Jubilee Clock: 126-year-old Douglas landmark moved
A 126-year-old clock is to be moved later as part of a multimillion-pound regeneration scheme in Douglas.
The Jubilee Clock will be relocated from the junction of Victoria Street and Loch Promenade to a new plinth nearby.
The first phase of the scheme, which it is estimated will cost £17m in total, involves road improvements between the Sea Terminal and Victoria Street.
Advocate George William Dumbell donated the clock to Douglas in 1887.
Peter Kelly of the Isle of Man Victorian Society said it had been an "important Isle of Man landmark" ever since.

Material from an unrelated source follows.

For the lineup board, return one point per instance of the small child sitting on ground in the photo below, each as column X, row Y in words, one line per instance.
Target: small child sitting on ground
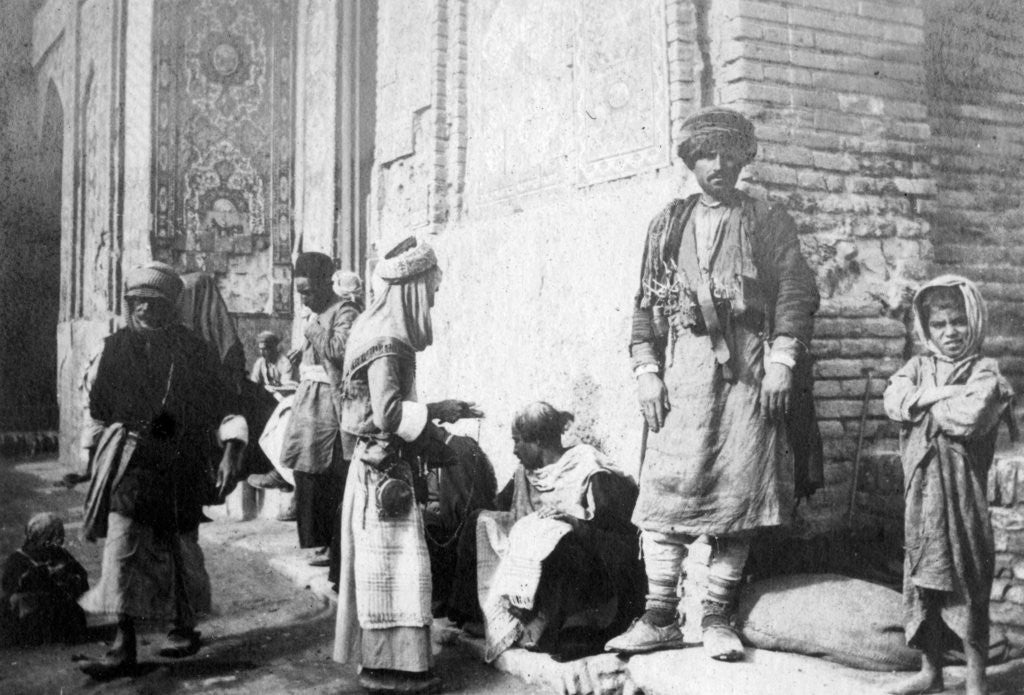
column 40, row 587
column 948, row 403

He said: "Everyone who has got off the boat and walked along the promenade knows to look out for the clock.
"The promenade has changed over the years with modern buildings replacing Victorian boarding houses but the clock has always been a constant."
The clock, to commemorate Queen Victoria's Golden Jubilee, was manufactured by Walter Macfarlane & Co at the Saracen Works in Glasgow.
Mr Kelly said: "In 1996 parts of the clock were sent away to England for restoration but the clock itself has never been moved."
Director of Highways Richard Pearson said: "The move will help make the street environment more pedestrian friendly."
In 2010, a public consultation received 452 written responses with the "overwhelming majority" supporting the regeneration of the promenade, according to Mr Pearson.
The government survey showed that nearly 60% of people who responded thought its appearance was sub-standard.
The first phase of the project involves resurfacing the road, as well as improvements to drainage and pavements, and will take about 10 months to complete.